# Data Collection of TV Shows on Streaming Platforms
## TV Shows Hosted on Four Streaming Platforms, with IMDB and Rotten Tomatoes Rating
## By: Bryan Kolano, October 30th, 2022
#### Data from [Kaggle Dataset by User: Ruchi Bhatia](https://www.kaggle.com/datasets/ruchi798/tv-shows-on-netflix-prime-video-hulu-and-disney) 
***

#### Background of Project

I found an intesting dataset on Kaggle.com about TV shows on streaming platforms.  The dataset contained the show title, debut year, age rating, which streaming platform it was hosted on, and it's Internet Movie Database (IMDb) and Rotten Tomatoes ratings.  <br>

In a previous notebook, I conducted a visual exploratory data analysis to examine best and worst shows across each platform.  I thought it might be an interesting aside to have more information about each tv show and be able to perform further analysis.  I inspected IMDb's website for a few of the TV shows and saw they had short one to two sentence descriptions about each show and each show had a couple of genre tags.  For example, the show "Breaking Bad" has the genre tags of crime, drama, and thriller.  <br>

To further enhance the streaming TV show dataset, I decided I would webscrape IMDb to collect each show's descriptions and tags and then append it to the original data.

In [10]:
import pandas as pd
import numpy as np
from bs4 import BeautifulSoup
import requests
import lxml
import time
from janitor import clean_names
import re



#### Import and clean data
The first steps are reading in the dataset, remove columns that are not needed, changing column data types, and filling NAs. <br>

Additionally, as I began to scrape IMDb for show information, I discovered the scraper struggled on TV shows that have Marvel in the name.  For example, the original data set says "Marvel's Agents of S.H.I.E.L.D", but in IMDb, the title is just "Agents of S.H.I.E.L.D."  Therefore, Marvel was remove from any title with it.

In [54]:
df = pd.read_csv('tv_shows.csv',)

#remove unnecessary columns
df.drop(['Unnamed: 0', 'ID', 'Type'], axis = 1, inplace = True)

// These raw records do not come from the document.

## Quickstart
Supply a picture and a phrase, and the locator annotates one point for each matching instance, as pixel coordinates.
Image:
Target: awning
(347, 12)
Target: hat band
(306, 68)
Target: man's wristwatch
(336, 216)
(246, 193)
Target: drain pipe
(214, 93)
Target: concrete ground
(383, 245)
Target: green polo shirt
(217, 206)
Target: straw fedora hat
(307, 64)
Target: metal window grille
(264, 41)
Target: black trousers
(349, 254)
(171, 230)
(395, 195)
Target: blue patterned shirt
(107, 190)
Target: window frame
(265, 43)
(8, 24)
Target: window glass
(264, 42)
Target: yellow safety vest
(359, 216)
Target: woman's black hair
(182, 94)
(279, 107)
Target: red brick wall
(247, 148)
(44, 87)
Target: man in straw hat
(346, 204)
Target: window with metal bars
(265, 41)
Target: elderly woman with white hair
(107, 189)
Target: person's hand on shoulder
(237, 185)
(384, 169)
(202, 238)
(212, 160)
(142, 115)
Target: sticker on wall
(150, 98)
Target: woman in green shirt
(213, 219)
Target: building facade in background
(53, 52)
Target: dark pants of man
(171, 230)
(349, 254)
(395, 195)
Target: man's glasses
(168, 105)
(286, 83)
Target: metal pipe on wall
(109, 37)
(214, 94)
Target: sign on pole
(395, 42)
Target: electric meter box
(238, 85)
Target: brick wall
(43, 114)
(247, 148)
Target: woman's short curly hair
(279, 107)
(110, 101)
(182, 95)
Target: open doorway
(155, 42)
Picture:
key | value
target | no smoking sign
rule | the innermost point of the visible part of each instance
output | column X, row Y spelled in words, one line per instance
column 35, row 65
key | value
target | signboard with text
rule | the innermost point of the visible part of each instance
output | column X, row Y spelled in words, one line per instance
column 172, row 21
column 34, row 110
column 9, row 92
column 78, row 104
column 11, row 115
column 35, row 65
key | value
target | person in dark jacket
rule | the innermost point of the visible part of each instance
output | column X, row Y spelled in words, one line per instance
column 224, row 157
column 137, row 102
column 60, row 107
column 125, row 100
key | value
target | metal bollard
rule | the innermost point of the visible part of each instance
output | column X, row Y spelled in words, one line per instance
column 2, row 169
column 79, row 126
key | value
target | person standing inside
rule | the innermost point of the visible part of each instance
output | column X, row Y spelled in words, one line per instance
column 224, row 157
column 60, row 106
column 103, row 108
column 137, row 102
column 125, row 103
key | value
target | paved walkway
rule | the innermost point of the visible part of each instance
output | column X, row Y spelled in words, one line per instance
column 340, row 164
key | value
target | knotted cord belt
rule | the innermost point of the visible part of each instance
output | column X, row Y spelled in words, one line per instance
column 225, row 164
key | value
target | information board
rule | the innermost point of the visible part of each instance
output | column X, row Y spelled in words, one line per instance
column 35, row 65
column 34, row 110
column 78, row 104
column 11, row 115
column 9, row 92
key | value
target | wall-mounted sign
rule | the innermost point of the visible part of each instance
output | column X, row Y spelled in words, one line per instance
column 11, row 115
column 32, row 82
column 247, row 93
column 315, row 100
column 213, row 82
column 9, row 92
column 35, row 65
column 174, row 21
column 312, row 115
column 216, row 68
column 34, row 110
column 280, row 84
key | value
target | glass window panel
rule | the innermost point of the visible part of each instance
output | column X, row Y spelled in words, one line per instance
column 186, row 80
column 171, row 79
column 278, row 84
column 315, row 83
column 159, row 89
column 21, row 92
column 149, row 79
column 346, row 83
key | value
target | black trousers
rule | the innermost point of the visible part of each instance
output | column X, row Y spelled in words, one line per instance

#use janitor to standardize column names
df = clean_names(df)

#This step below isn't really necessary, I used it in my other notebook to grab ratings values from IMDb and Rotten Tomatoes.
#For example, the imdb column in the data set would say 9/5/ 10, and these new columns would turn it into 9.5.  The data type 
# of the new column is changed as well.
df['imdb_raw'] = df['imdb'].str.split('/').str[0]
df['rotten_raw'] = df['rotten_tomatoes'].str.split('/').str[0]

df = df.astype(
    {'imdb_raw':'float',
    'rotten_raw': 'float'}
)

#NAs are filled
df.fillna(0, inplace = True)

#find all shows with "Marvel's and remove Marvel's"
df['title'] = df['title'].apply(lambda x: re.split(r"\'s ", x)[1]  if "Marvel's" in x else x)


#### Scraping function
This function below takes in a TV show title, and then will attempt to collect it's genre tags (or themes) and its show desscription.  <br>

To manipulate URLs to find a show's IMDb page, you cannot just plug the title into the URL.  IMDb uses a title ID as part of a shows URL.  For example, with the show "Breaking Bad," you cannot simply add Breaking bad to a URL to find its IMDb page, because the url for 'Breaking Bad' is 'https://www.imdb.com/title/tt0903747/'.  To get that title ID, we create individual search URLs for IMDb shows, grab the title ID, and then go to each shows title ID URL.  <br>

Going along the "Breaking Bad" example, we can add "+" in between each word of the title and then plug that isn't a set URL format.  For "Breaking Bad," we can add "breaking+bad" into a set URL format and then create the URL: "https://www.imdb.com/find?q=breaking+bad&ref_=nv_sr_sm".  We can then find the title ID from that search page, maneuver to that show's actual page, and then scrape the information desired. 


In [55]:
def get_imdb_info(title):
   
    try:
        
        #combine the individual words of our title
        combine_title = '+'.join(title.lower().split(' '))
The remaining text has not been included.